Memasuki bagian Zaman Batu Muda (Neolitikum), sekitar 2.500 SM, terasa ada lompatan peradaban yang signifikan. Inilah era "revolusi pertanian", di mana manusia mulai bercocok tanam secara menetap dan beternak. Etalase menampilkan alat-alat batu yang jauh lebih halus dan terpoles, seperti kapak persegi dan beliung lonjong. Kehalusan pengerjaannya menunjukkan tingkat keahlian dan kesabaran yang tinggi. Penemuan gerabah atau tembikar juga menjadi ciri khas zaman ini, menandakan kebutuhan akan wadah untuk menyimpan makanan, memasak, dan bahkan untuk keperluan ritual. Kehidupan menetap memunculkan struktur sosial yang lebih kompleks dan sistem kepercayaan yang mulai terorganisir.
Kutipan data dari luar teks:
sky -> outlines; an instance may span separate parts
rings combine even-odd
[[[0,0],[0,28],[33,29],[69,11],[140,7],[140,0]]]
Salah satu bagian yang paling menggetarkan imajinasi adalah warisan dari Tradisi Megalitikum, yang berkembang seiring atau setelah Neolitikum hingga Zaman Logam awal. Batu-batu besar yang dipahat dan didirikan menjadi monumen monumental: menhir (tugu batu) sebagai sarana pemujaan arwah leluhur, dolmen (meja batu) sebagai tempat sesaji atau penutup kubur, sarkofagus (keranda batu) dengan ukiran-ukiran magis, punden berundak sebagai bangunan suci, dan arca-arca nenek moyang. Melihat replika atau foto-foto situs megalitik seperti di Nias, Sumba, Toraja, atau Pasemah (Sumatera Selatan), kita diajak membayangkan bagaimana masyarakat saat itu mengerahkan tenaga kolektif yang luar biasa untuk memindahkan dan mendirikan batu-batu raksasa ini. Ini bukan sekadar tumpukan batu, melainkan bukti adanya organisasi sosial yang kuat, sistem kepercayaan yang mapan (pemujaan leluhur atau animisme dan dinamisme), serta kemampuan teknis yang mengagumkan.